If the other person got it, if they had read "The Hitchhiker's Guide to the Galaxy" (or H2G2 as the really cool people call it), they were rewarded with a beaming smile and some congratulatory well-wishes on their total awesomeness as a human being.

If they didn't get it, I told them my real age, and then talked about them behind their backs.

Seven years ago, I was happily chugging along, living in My Thirties. I was minding my own business, not bothering anyone, just being in My Thirties. It was a glorious decade, and one I look back on with great delight.

I capitalize My Thirties, because they were a nice big plateau of aging. Sort of a personal dynasty, like China's Ming dynasty or Hungary's Habsburg Dynasty. My Thirties was a time of great prosperity and gentle settling around the land. (I call my upper body "the land." That's what happens when you're in your Thirties.)

The great thing about being in My Thirties was that it didn't matter about birthdays, because the years didn't seem all that different — 33 was like 34, which looked just like 35. And 36 wasn't a whole lot different either.

But when I turned 40, disaster struck. Now, I was no longer in My Thirties, I was in My Forties. Things started settling at an alarming rate, and there soon followed some grumbling and strife from "the border lands" (my knees).

It's because the decade number changed. The number in the tens column of my life had just gone up by one tick, and it was going to redefine who I was for, well, ten more years.
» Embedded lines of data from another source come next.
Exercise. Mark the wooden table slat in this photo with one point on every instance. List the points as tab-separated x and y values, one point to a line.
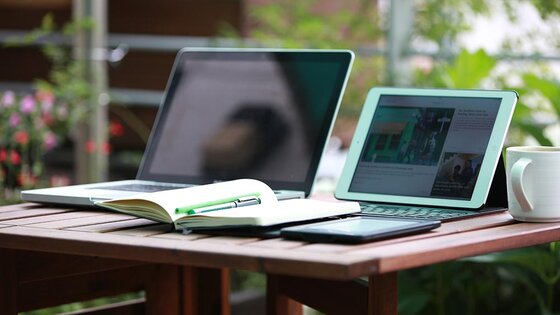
113	226
173	235
54	217
277	243
432	250
27	213
156	228
196	253
81	221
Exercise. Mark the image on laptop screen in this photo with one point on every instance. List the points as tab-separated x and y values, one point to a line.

But that feeling only lasted for a few months, and I began looking forward to 42. And it's been a great year. A year I would like to repeat. I would gladly pay whoever is in charge of aging if I could just be 42 for another year.

What made me think of all this today, though, was the realization that not only am I over 40, I'm almost ready to start remembering things that happened 40 years ago.

Right now, at age 42, I don't remember what happened 40 years ago. Muamar Qadafi became the premier of Libya 40 years ago. National Public Radio and Monday Night Football premiered 40 years ago. And the Apollo 13 crisis took place 40 years ago.

I don't remember any of it, because I was two.

But we're reaching the point in history that I will remember what happened back then.

Pretty soon, someone's going to say, "do you remember the Watergate scandal in 1972?" and I'll be able to say "yes, a little bit."

"That was 40 years ago," they'll say in 2012. I'll be 45.

"Do you remember when Jimmy Carter beat Gerald Ford to become president in 1976?"

"Oh sure," I'll say. "I remember watching the results on TV."

"That was 40 years ago," someone will say in 2016, when I'm 49.

Becoming 43 is not nearly as emotionally devastating as knowing that I'm quickly reaching the point where I saw, heard, and remember things that happened four decades ago.

That's four-tenths of a century. It's 4 percent of a millennium. My distress is not that I have lived that long. It's that I have lived long enough to remember things happened that long ago.

Not to worry though. I'll soon get over it. I always do. I'll relax for a few years, and then I'll start worrying about what will happen when people say, "Do you remember when Janet Guthrie became the first woman to race in the Indianapolis 500 in 1977?"

That's going to bring a whole new level of panic.